“We sometimes seek protection from our fears in ways that put us in greater peril. In responding to the Parkland shooting, we may be doing just that to our kids.”
Of course we know that the efforts to “control guns” has nothing to do with keeping people safe.
Note: Yes, I know this article is essentially anti-gun. It is from WaPo after all. But good points are made. And we need to know what the Left is doing, thinking, saying.
The first recorded school shooting in the United States took place in 1840, when a law student shot and killed his professor at the University of Virginia. But the modern fear dawned on April 20, 1999, when Dylan Klebold and Eric Harris killed 12 classmates and a teacher, and then themselves, at Colorado’s Columbine High. Since then, the murder of children in their classrooms has come to seem common, a regular feature of modern American life, and our fears so strong that we are certain the next horror is sure to come not long after the last.
The Education Department reports that roughly 50 million children attend public schools for roughly 180 days per year. Since Columbine, approximately 200 public school students have been shot to death while school was in session, including the recent slaughter at Marjory Stoneman Douglas High School in Parkland, Fla. (and a shooting in Birmingham, Ala., on Wednesday that police called accidental that left one student dead). That means the statistical likelihood of any given public school student being killed by a gun, in school, on any given day since 1999 was roughly 1 in 614,000,000. And since the 1990s, shootings at schools have been getting less common.

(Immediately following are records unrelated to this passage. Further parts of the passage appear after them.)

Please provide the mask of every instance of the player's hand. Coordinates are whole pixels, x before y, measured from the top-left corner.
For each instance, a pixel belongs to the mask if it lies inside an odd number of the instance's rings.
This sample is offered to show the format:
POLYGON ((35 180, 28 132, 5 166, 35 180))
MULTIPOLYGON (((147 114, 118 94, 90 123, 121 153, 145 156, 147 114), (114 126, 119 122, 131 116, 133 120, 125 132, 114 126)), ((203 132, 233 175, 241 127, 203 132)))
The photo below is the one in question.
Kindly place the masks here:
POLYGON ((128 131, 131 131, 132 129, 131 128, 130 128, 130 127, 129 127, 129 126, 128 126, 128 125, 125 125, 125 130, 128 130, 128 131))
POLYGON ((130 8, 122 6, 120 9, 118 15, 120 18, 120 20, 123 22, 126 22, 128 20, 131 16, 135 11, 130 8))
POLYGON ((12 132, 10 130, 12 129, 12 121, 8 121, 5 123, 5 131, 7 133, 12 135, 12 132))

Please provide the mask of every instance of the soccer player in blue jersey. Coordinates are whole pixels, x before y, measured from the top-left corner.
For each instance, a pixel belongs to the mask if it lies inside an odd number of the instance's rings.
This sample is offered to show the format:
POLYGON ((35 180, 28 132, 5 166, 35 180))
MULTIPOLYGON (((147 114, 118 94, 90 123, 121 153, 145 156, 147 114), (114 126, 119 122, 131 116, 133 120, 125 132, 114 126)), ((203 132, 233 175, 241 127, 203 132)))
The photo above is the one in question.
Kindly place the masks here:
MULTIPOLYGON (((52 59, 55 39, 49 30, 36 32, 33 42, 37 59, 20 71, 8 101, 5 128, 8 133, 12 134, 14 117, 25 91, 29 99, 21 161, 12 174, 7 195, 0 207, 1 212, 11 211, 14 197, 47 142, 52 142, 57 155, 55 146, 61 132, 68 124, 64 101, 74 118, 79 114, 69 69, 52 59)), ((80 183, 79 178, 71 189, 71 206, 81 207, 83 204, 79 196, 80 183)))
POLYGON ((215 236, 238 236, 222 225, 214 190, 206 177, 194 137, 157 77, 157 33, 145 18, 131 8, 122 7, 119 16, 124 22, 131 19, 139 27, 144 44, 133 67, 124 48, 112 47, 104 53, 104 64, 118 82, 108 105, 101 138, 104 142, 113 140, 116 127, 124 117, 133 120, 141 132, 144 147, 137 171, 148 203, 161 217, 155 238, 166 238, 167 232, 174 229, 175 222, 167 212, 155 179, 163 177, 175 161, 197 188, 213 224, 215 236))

The chance of a child being shot and killed in a public school is extraordinarily low. Not zero — no risk is. But it’s far lower than many people assume, especially in the glare of heart-wrenching news coverage after an event like Parkland. And it’s far lower than almost any other mortality risk a kid faces, including traveling to and from school, catching a potentially deadly disease while in school or suffering a life-threatening injury playing interscholastic sports.
We sometimes seek protection from our fears in ways that put us in greater peril. In responding to the Parkland shooting, we may be doing just that to our kids.